La Faculté d’odontologie expérimente la formation pratique de ses étudiants sur simulateurs virtuels. Un dispositif innovant quasi unique en France.

En septembre 2018, la réalité virtuelle faisait son en­trée à la Faculté d’odontologie. Cinq simulateurs hap­tiques[1] – parmi les tout premiers en France – étaient inaugurés dans le cadre de la restauration de deux salles de travaux pratiques. Un premier pas historique vers la dématérialisation de la formation des étudiants en médecine bucco-dentaire. « Le travail sur simulateur permet aux étudiants d’affiner l’apprentissage des gestes techniques. Il permet, en outre, d’acquérir les mêmes compétences que le travail sur dent en résine mais de façon plus écologique et plus économique », expliquait récemment Jean Valcarcel, doyen de la faculté.

Formation personnalisable

Chargés de former à l’usage de ces nouvelles machines, Ivan Panayotov et Bruno Picart proposent aujourd’hui aux étudiants qui le souhaitent de s’entraîner, de s’évaluer et de progresser en toute sérénité sur ces simulateurs. Durant des séances libres d’une heure, chaque étudiant se voit alors attribuer une machine sur laquelle il peut effectuer une série d’exercices de dextérité manuelle.
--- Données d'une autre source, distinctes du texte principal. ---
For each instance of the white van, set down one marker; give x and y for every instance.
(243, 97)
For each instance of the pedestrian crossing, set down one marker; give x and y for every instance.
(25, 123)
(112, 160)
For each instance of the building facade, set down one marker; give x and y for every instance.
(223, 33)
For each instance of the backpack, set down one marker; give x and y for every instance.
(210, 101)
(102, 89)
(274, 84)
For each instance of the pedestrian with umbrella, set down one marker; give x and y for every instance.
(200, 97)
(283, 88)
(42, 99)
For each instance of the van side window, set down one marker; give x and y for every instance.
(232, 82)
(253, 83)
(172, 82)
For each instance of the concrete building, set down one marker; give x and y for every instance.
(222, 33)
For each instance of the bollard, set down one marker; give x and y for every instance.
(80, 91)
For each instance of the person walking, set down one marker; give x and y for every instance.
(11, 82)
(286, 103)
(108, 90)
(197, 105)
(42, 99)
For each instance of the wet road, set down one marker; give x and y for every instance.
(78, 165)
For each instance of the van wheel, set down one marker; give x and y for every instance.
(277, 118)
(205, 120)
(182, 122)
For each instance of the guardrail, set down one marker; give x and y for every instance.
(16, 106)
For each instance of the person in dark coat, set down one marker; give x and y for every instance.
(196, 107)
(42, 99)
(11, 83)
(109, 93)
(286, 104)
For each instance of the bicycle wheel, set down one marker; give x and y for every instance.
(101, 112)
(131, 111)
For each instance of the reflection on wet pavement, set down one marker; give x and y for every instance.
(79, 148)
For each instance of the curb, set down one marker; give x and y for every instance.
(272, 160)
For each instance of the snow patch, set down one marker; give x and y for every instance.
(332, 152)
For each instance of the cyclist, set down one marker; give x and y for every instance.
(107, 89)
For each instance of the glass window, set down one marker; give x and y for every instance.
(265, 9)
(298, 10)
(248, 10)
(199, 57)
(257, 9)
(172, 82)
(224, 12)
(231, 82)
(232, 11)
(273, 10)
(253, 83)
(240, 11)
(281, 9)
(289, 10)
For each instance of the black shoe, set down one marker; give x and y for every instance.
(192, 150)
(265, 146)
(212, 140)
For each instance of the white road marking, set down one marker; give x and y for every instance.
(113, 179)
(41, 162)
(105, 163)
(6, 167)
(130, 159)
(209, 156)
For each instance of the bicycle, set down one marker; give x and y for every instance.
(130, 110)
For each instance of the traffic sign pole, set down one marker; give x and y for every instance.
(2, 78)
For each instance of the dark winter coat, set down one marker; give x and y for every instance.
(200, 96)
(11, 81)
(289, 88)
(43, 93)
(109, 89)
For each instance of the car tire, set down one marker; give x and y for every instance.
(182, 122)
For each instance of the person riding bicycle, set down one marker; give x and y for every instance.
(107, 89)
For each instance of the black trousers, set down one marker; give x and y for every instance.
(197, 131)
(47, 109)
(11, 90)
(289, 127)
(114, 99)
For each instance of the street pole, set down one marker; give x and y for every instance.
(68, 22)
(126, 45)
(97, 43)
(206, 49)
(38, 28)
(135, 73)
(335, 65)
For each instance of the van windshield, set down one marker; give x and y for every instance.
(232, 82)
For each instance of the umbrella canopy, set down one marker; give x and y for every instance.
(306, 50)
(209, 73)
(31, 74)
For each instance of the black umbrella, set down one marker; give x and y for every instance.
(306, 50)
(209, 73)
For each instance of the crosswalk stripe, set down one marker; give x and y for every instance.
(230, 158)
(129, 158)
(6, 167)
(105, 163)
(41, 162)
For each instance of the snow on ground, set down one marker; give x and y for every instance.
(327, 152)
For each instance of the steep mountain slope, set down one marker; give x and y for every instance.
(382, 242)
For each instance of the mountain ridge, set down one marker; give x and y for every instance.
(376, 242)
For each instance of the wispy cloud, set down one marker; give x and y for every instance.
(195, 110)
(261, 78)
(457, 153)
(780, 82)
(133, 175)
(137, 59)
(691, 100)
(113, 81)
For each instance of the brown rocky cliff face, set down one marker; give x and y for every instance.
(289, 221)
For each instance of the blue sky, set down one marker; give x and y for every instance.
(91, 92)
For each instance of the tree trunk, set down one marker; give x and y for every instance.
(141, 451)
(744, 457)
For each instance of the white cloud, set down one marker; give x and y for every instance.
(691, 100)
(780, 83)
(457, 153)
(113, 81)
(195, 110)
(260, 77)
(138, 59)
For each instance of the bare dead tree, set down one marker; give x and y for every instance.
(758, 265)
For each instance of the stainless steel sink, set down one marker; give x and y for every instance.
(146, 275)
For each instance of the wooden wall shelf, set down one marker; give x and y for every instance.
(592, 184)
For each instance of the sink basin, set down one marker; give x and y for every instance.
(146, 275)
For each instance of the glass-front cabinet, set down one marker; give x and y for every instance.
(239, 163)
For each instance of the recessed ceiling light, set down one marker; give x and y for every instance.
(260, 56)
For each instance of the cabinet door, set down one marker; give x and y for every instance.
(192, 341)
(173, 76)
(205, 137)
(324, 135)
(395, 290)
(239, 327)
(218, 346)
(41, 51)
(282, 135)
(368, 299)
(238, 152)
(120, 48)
« L’étudiant choisit le type d’exercice et les instruments dont il a besoin. Il procède ensuite à l’excavation des tissus carieux, phase durant laquelle le simulateur de réalité virtuelle lui permet de visualiser sur un écran l’ensemble de ses gestes et – surtout – de ressentir physiquement la différence dans la résistance des tissus dentaires (carie, émail, dentine) au forage ! Les exercices sur simulateur permettent ainsi aux étudiants de travailler dans des conditions proches des conditions réelles de travail sur les patients et d’améliorer leur dextérité manuelle en vision directe et surtout en vision indirecte (avec miroir) », précise Ivan Panayotov avec ses collègues Bruno Picart, Sofia Dubois et Marie Ceccotti, qui observent et évaluent en direct, durant chaque séance, le travail effectué simultanément par les étudiants en poste sur les machines (précision, rapidité des gestes, qualité des traitements thérapeutiques réalisés). L’attribution d’une note en fin de séance permettant d’observer, d’une semaine sur l’autre, la marge de progression de chacun.
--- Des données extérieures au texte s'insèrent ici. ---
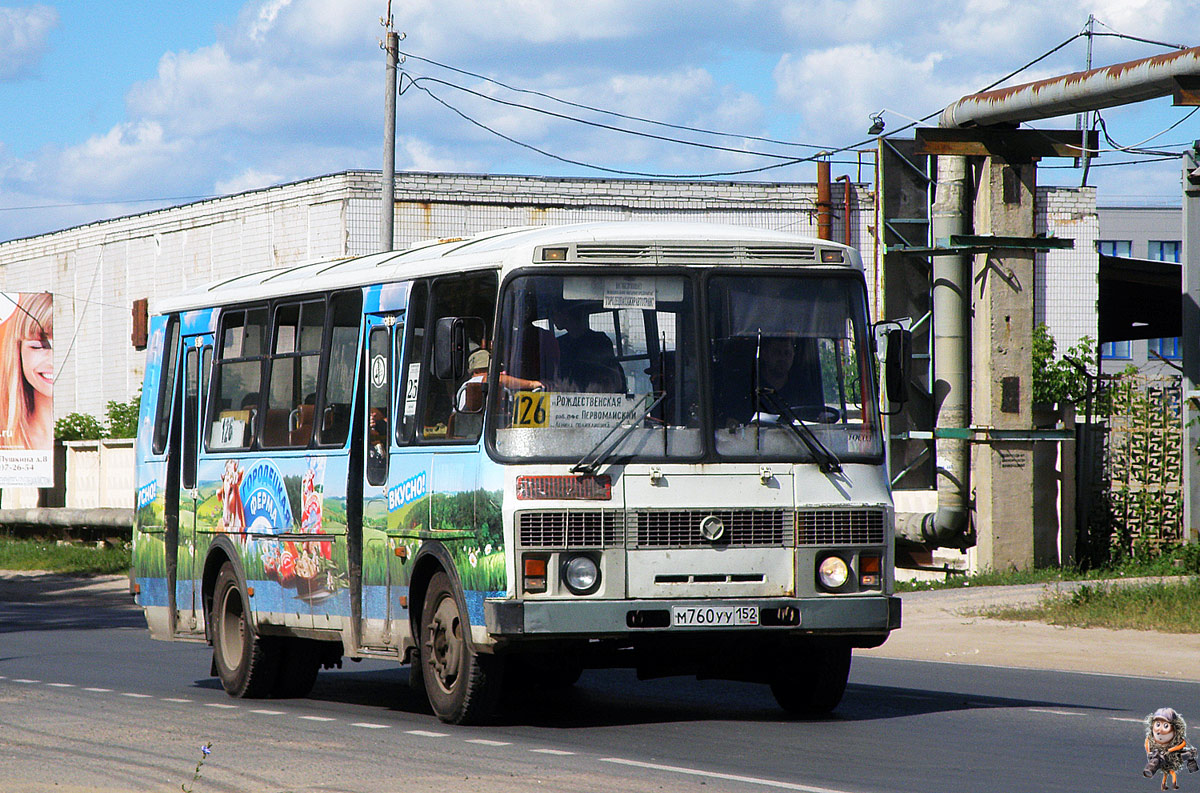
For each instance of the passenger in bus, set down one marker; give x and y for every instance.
(27, 365)
(787, 372)
(588, 360)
« Les conditions de travail sur simulateur haptique sont finalement assez proches de la réalité mais pas identiques. Ni la salive ni les mouvements respiratoires des patients ne sont par exemple reproduits par les machines. De même, la vision sur écran 3D n’est pas en partie obstruée par les joues ou la langue comme c’est pourtant le cas dans la réalité », témoigne une ancienne utilisatrice qui voit dans ces nouvelles machines, au même titre que toutes celles et ceux s’y étant essayés, un complément de formation formidable, particulièrement pour les étudiants en formation préclinique (phase d’apprentissage et de perfectionnement aux manipulations en odontologie).

Objet d’une enquête interne de satisfaction au printemps dernier, les nouveaux simulateurs de réalité virtuelle acquis par la faculté suscitent aujourd’hui un large consensus tant du côté des étudiants que des équipes pédagogiques. Très récemment, leur utilisation intégrait naturellement le cursus d’évaluation des étudiants en 2e et 3e année. À la Faculté d’odontologie, la formation dématérialisée des étudiants est donc définitivement engagée.

[1]Qui concerne le sens du toucher

Chiffres clés

  • 67 enseignants-chercheurs ;
  • 141 étudiants en licence ;
  • 145 étudiants en master ;
  • 125 étudiants en 3e cycle court de 2 ans ;
  • 241 étudiants en 3e cycle long de 3 ou 4 ans.

Le numérique au service de l’odontologie clinique

Dès 2007, la CFAO[1] faisait son entrée au centre de soins dentaires, sous la responsabilité de Philipe Gibert, pour pro­poser aux patients la prise d’empreintes optiques pour la conception, la fabrica­tion sur place assistée par ordinateur et la pose de prothèses dentaires en céramique en un seul et unique rendez-vous. L’intégra­tion du numérique aux protocoles de soins dentaires s’étendait progressivement avec en point d’orgue, en 2015, la création de la première unité d’application den­taire de CFAO en France. « Jean Valcarcel, doyen de la faculté, et Sylvie Montal, chef de service, ont pour ambition de généra­liser l’utilisation des moyens numériques à l’ensemble des départements du centre de soins et, bien sûr, d’enseigner en amont, au niveau de la faculté, la maîtrise théorique de ces nouvelles techniques, incontestablement les plus rapides, les plus précises et les plus performantes connues aujourd’hui. », explique Michel Fages, responsable de l’unité d’activité médicale « Prothèse CFAO » au CHU.